Jack is a charming companion and good protector too. It is amazing that you have the bulbs up already. They may just sit there and bloom at your recorded time, but just knowing they are up and ready to go must bring joy.

Frances at Faire Garden

Nancy J. Bond said...

Thank you for showing us a glimpse of spring! As jodi can attest, it's been miserable here in NS, and just the sight of those little crocuses is so inspiring!

Jack is almost perfectly, bilaterally marked! What a handsome fella! The little dots by his nose are adorable. :)

Mr. McGregor's Daughter said...

I am so jealous - you got to see your bulb sprouts! Mine are buried under an ever-increasing blanket of snow. We got well above freezing & even had rain, but there had been so much snow that it couldn't all melt. It's snowing, again... :( Lovely, foggy day photos.

Robin's Nesting Place said...

A lovely tour of your property. I can't believe you have so many bulbs popping up already. I'd be a little nervous about it as early as it is.

Glad to see you got the bluebird house ready.

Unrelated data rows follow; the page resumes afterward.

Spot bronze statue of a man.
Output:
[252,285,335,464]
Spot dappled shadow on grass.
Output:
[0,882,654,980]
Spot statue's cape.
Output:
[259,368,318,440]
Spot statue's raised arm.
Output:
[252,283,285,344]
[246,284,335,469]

I always liked praying mantids until they started catching my butterflies and trying to get the hummingbirds. I don't like them as well now.

Lisa at Greenbow said...

I went out looking for crocus and found none. Booooo Your garden tour was so much fun Kylee. It is nice to have such a handsome escort through the garden. I am sure Jack was thrilled to have you all to himself.

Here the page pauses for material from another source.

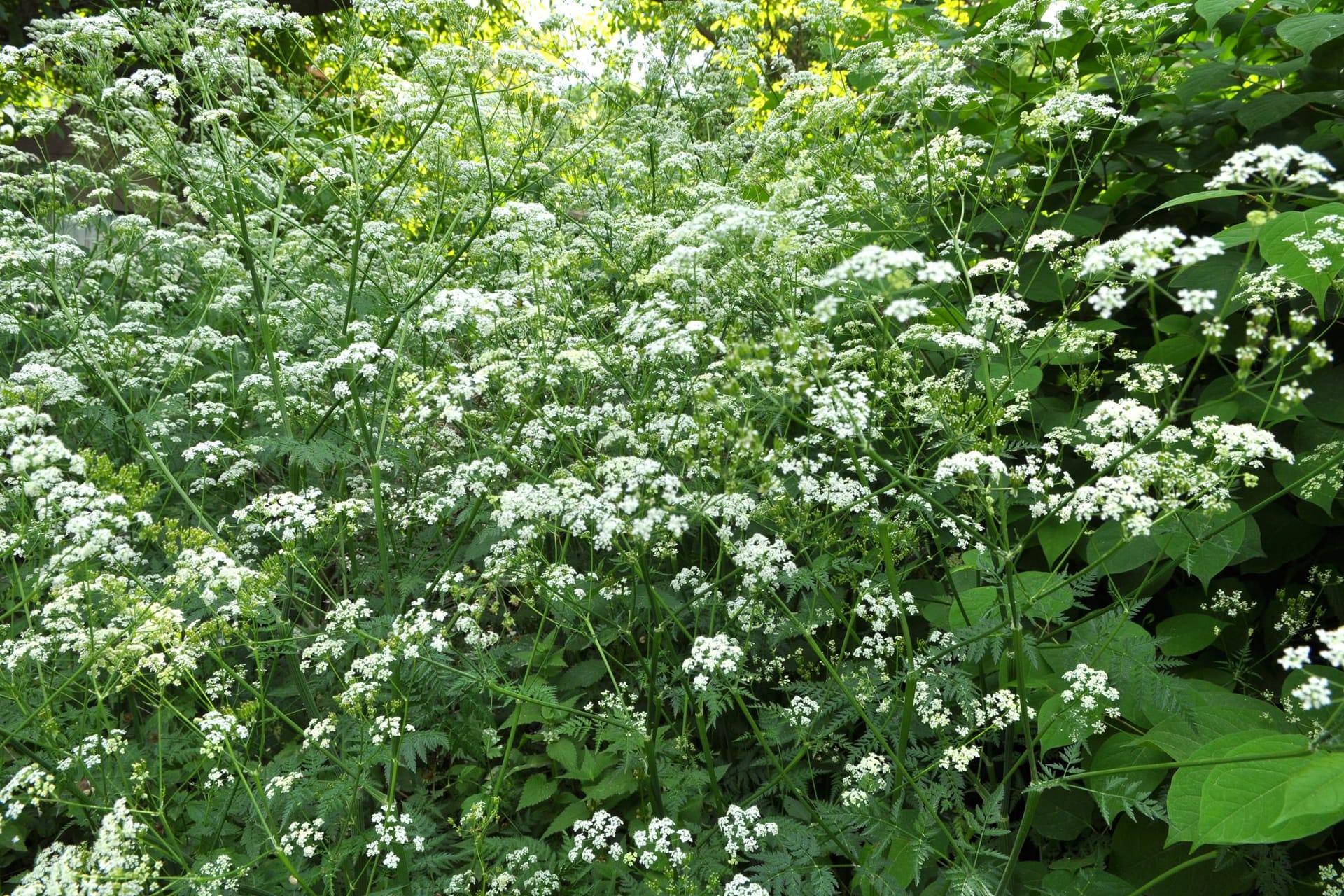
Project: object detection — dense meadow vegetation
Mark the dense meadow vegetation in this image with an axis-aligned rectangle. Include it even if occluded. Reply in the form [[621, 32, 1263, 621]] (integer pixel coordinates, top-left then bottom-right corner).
[[0, 0, 1344, 896]]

I would like to invite that 'Robert Chapman' to my garden. I wonder if the Heather would do well here. I will look for it this spring.

Tom said...

Hi Kylee,

I especially love your first two shots of the fog. The landscape is so devoid of color that I first thought the images were black and white. Thanks for brightening up the day with signs of spring! I was just out in the woods and noticed that the invasive lesser celandine has popped up and leafed out along the floodplain of the Olentangy river. It is amazing how some plants get such an early start.

Tom

Kerri said...

We've had fog too, plus rain and plenty of ice. Snow is predicted for tonight.
Signs of spring..aren't they wonderful? I have some bulbs poking through too.
Love that Scotch Heather!!
Jack was enjoying your company :) Kitties are so good companions out in the garden.
Love those kitty pictures! :)

Jessica said...

Jack is such a cool cat!! haha....so cute and curious:) Here in the Columbus area, I have also noticed little bits of green popping up!! Nooooooo!! I was hoping the warm weather wouldn't get the bulbs all excited to come up!

Brianna said...

Your photo of the tree with the birdhouse is really striking.

I enjoyed the comparison of the color and black and white versions of the same image in your Feb. 6 post, too. The color detracts from the starkness of the image--b&w was a great choice.